Tobacco giant British American Tobacco (BAT) takes Gillard Government to High Court over plain packaging

From: The Daily Telegraph (Australia)

CIGARETTE giant British American Tobacco _ whose brands include Dunhill, Winfield and Benson & Hedges _ has commenced proceedings in the High Court to try to overturn the Gillard Government’s plain packaging legislation.

British American Tobacco (BAT) _ one of the world’s largest tobacco companies _ said the move was necessary, after the Tobacco Plain Packaging Act received Royal Assent today.

BAT said the High Court proceedings would operate as a test case on the validity of the plain packaging laws relating to property rights of two of its brands, Winfield and Dunhill.

If successful, BAT said the decision should apply to other property and brands sold by the company.

The tobacco giant believes the new laws are “unconstitutional and invalid” due to the fact the Federal Government is trying to acquire intellectual property without compensation.

BAT spokesperson Scott McIntyre said the company would rather not be in this situation.

“But unfortunately for taxpayers the Government has taken us down the legal path,” Mr McIntyre said.

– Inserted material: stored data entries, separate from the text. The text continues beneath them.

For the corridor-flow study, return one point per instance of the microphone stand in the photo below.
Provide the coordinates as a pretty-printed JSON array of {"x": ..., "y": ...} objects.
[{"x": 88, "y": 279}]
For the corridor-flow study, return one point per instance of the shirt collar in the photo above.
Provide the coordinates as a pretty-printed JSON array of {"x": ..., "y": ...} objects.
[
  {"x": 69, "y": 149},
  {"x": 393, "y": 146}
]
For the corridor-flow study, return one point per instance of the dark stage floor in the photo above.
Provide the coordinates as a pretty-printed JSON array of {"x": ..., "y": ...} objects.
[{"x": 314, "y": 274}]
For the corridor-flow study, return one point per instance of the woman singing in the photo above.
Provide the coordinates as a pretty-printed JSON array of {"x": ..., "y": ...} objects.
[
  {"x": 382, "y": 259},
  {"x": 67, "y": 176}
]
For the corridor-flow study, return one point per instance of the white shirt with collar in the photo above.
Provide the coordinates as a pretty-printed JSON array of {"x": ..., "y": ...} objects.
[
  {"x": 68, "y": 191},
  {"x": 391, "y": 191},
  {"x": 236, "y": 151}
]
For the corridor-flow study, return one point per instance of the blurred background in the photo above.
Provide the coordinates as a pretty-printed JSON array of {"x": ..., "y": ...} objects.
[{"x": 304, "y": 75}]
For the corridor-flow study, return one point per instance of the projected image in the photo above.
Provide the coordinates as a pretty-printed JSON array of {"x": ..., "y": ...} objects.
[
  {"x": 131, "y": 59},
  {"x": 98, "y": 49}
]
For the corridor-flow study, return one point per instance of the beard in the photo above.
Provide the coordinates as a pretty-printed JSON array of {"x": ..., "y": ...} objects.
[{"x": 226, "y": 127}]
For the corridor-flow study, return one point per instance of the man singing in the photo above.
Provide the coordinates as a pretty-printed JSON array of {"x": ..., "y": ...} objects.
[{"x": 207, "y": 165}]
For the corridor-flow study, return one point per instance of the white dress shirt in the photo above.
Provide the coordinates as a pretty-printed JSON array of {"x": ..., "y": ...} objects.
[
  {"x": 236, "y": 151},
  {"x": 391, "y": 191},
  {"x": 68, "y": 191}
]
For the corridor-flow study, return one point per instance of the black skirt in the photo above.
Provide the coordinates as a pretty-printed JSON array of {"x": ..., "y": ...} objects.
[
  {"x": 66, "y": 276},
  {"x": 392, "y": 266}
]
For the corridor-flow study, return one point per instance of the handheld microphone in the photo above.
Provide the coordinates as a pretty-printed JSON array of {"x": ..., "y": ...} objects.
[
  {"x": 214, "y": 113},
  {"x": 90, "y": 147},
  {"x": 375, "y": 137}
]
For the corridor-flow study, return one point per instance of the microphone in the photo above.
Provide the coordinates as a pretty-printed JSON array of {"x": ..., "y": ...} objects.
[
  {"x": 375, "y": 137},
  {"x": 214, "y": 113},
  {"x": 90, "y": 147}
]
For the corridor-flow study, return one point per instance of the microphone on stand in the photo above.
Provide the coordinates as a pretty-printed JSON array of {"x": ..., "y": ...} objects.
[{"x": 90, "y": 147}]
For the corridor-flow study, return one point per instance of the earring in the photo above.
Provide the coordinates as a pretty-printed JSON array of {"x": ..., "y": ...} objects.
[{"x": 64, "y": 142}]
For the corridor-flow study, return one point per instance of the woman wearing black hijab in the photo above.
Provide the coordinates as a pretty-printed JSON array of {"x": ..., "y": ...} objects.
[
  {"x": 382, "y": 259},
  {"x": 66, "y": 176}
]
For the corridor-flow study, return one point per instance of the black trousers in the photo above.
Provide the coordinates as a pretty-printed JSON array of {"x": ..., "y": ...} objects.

“(Health) Minister (Nicola) Roxon will now waste millions of taxpayers dollars on legal fees defending plain packaging even though she has said herself there is no proof it will reduce smoking rates.

“As a legal company selling a legal product we have consistently said we will defend our valuable intellectual property on behalf of our shareholders as any other company would.

“If the same type of legislation was introduced for a beer brewing company or a fast food chain, then they’d be taking the Government to court and we’re no different.”

Mr McIntyre said there were “many serious consequences” involved with plain packaging.

“`Besides the High Court case the tobacco black market will be flooded with counterfeit cigarettes as they’ll be easier to copy and smuggle into the country once all packs look the same,” he said.

Tobacco companies have until December 1 2012 to introduce plain cigarette packets.

Ms Roxon said today packaging remained one of the last powerful marketing tools for tobacco companies to “recruit new smokers to their deadly products”.

“But now cigarette packets will only serve as a stark reminder of the devastating health effects of smoking,” she said.